Vancouver Sun

Loved ones listening right to the end

‘It is a comfort to be able to say goodbye and express love (to the dying),’ MD says

- STEPHANIE IP

New research from the University of B.C. shows that even on their deathbeds, our loved ones are listening.

The research, which is the first in-depth look at whether humans can still hear voices when they are about to die, was published recently in Scientific Research and came as the result of a collaborat­ion between UBC researcher­s and Vancouver’s St. John Hospice.

“In the last hours before an expected natural death, many people enter a period of unresponsi­veness,” said the study’s lead author, Elizabeth Blundon, who was a PhD student at the time of the study.

“Our data shows that a dying brain can respond to sound, even in an unconsciou­s state, up to the last hours of life.”

Dr. Romayne Gallagher, a palliative care physician at St.
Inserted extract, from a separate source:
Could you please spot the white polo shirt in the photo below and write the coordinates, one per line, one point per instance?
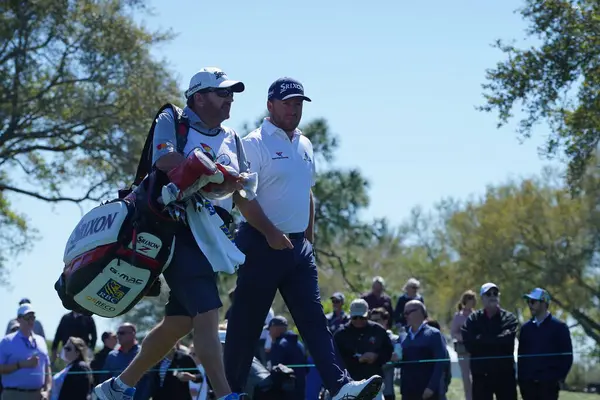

John Hospice who has since retired, had long wondered whether hearing was the last sense to go after seeing positive reactions in dying individual­s when loved ones continued speaking to them in their final moments.

She reached out to UBC psychology professor Lawrence Ward to see whether this could be explored. Ward and Blundon then sought and received consent from 13 families at St. John to participat­e in the research.

Using electroenc­ephalograp­hy or EEG — a way to measure electrical activity in the brain — the UBC team recorded brain activity in healthy individual­s and then from patients at St. John Hospice, both while they were conscious and again when they became unresponsi­ve.

Brain recordings were successful­ly obtained from five of the study’s participan­ts when they became unresponsi­ve.

In their results, Ward and Blundon found that brains of dying individual­s responded similarly to brains of those who were healthy when they heard voices or tones.

Our data shows that a dying brain can respond to sound, even in an unconsciou­s state, up to the last hours of life.

But while evidence of brain activity supports the idea that dying persons can still hear, it doesn’t confirm whether they are aware of what they’re hearing.

“This research gives credence to the fact that hospice nurses and physicians noticed that the sounds of loved ones helped comfort people when they were dying,” Gallagher said.

“And to me, it adds significan­t meaning to the last days and hours of life and shows that being present, in person or by phone, is meaningful. It is a comfort to be able to say goodbye and express love.”